Charles Ellicott Commentary Acts 3:11

Charles Ellicott Commentary

Acts 3:11

1819–1905
Anglican
Charles Ellicott
Charles Ellicott

Charles Ellicott Commentary

Acts 3:11

1819–1905
Anglican
SCRIPTURE

"And as he held Peter and John, all the people ran together unto them in the porch that is called Solomon`s, greatly wondering." — Acts 3:11 (ASV)

In the porch that is called Solomon’s.—The porch—or better, portico or cloister—was outside the Temple, on the eastern side. In the Herodian Temple, it consisted of a double row of Corinthian columns, about thirty-seven feet high. It received its name because it had been partly constructed with fragments of the older edifice when the Temple was rebuilt by Zerubbabel.

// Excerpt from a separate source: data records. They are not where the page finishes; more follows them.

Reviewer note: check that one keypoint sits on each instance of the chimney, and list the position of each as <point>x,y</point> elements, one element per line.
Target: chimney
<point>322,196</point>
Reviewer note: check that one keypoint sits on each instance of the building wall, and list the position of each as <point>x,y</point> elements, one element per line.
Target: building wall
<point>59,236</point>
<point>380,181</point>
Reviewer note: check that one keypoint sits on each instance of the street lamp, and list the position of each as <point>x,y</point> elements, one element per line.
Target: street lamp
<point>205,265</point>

The people tried to persuade Herod Agrippa the First to pull it down and rebuild it, but he shrank from the risk and cost of such an undertaking (Josephus, Antiquities 20.9.7). It was, like the porticos in all Greek cities, a favorite gathering place, especially as it faced the morning sun in winter. (See Note on John 10:23.)

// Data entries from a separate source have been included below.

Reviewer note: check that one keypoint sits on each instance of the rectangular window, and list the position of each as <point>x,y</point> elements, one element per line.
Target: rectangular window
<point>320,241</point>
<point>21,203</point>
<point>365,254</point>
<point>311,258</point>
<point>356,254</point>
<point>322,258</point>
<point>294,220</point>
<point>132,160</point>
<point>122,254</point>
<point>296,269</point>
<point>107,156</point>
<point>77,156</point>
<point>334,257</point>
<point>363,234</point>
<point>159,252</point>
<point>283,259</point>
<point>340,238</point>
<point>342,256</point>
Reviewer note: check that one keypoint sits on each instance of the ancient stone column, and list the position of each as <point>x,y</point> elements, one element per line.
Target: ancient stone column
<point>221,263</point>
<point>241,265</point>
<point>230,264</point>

The memory of what had then been the result of their Master’s teaching must have been fresh in the minds of the two disciples. Then the people had complained of being kept in suspense as to whether Jesus claimed to be the Christ; and when He spoke of being One with the Father, they had taken up stones to stone Him (John 10:31–33). Now they were to hear His name as Holy and Just, as “the Servant of Jehovah,” as the very Christ (Acts 3:13–14; Acts 3:18).